Redação
Cada um dos últimos 12 meses foi o mais quente já registrado em comparações ano a ano, conforme informou o serviço de monitoramento de mudanças climáticas da União Europeia nesta quarta-feira (5). O secretário-geral da ONU, António Guterres, destacou a urgência de ações para evitar o que chamou de "inferno climático".

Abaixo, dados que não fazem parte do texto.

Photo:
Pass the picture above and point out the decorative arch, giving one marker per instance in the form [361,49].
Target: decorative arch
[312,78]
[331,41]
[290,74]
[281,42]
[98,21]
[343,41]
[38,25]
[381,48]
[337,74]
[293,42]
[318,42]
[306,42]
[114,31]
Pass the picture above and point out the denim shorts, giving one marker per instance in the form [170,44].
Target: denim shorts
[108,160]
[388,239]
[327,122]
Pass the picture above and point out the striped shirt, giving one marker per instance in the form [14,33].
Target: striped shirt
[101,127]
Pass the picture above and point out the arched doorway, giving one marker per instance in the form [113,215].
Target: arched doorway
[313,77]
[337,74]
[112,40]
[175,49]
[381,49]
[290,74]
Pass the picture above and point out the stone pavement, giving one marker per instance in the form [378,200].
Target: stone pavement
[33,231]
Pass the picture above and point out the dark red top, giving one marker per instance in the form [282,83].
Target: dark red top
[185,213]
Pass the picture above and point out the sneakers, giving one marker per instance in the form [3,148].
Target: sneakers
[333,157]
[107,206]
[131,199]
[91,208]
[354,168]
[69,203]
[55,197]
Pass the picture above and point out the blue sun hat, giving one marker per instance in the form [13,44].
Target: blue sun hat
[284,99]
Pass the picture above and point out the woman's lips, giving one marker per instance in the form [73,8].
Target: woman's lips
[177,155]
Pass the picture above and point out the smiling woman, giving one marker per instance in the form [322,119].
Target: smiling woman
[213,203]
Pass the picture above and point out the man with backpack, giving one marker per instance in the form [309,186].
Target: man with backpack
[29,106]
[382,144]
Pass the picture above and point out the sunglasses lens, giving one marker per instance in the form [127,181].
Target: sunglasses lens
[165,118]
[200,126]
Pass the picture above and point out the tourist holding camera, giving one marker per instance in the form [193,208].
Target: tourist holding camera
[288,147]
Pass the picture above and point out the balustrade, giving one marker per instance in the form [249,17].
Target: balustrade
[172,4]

Maio: o 12º mês consecutivo de recordes
O mês de maio foi o 12º consecutivo de temperaturas recordes. Guterres enfatizou a necessidade de os países reduzirem as emissões de CO2 de forma mais rápida para reverter a situação. "Precisamos de uma saída da estrada para o inferno climático. A batalha pelo 1,5 ºC será vencida ou perdida na década de 2020", afirmou.
Perspectivas alarmantes
Cientistas preveem anos ainda mais quentes. Segundo o Serviço de Mudança Climática Copernicus, a temperatura média global nos 12 meses até o final de maio foi 1,63 ºC acima da média pré-industrial, a mais alta desde o início dos registros em 1940. Embora essa média não signifique que o mundo já tenha ultrapassado o limite de 1,5 °C de aquecimento global, a Organização Meteorológica Mundial (OMM) informou que há 80% de chance de pelo menos um dos próximos cinco anos ultrapassar temporariamente essa marca.
O caminho errado
Guterres destacou que o mundo está se afastando da estabilização climática. "Em 2015, a chance de tal ruptura era quase zero", lembrou ele em discurso no Dia Mundial do Meio Ambiente. Ele pediu uma redução de 30% na produção e no uso global de combustíveis fósseis até 2030.
Desafios persistentes
Apesar dos acordos globais, as emissões de dióxido de carbono atingiram recorde no ano passado. Carvão, petróleo e gás ainda dominam mais de três quartos da energia mundial. Ko Barrett, Secretária-Geral Adjunta da OMM, reforçou a necessidade de cortar as emissões de gases de efeito estufa para evitar custos econômicos altos, vidas afetadas e danos ao meio ambiente.
Dados preocupantes
Os cientistas do Copernicus destacaram eventos alarmantes, como a perda acentuada de gelo marinho na Antártida. "Não vimos nada parecido com isso nos últimos vários milhares de anos", disse Carlo Buontempo, Diretor do Copernicus. Os dados climáticos seguem alinhados com as projeções de aquecimento devido às emissões de gases de efeito estufa.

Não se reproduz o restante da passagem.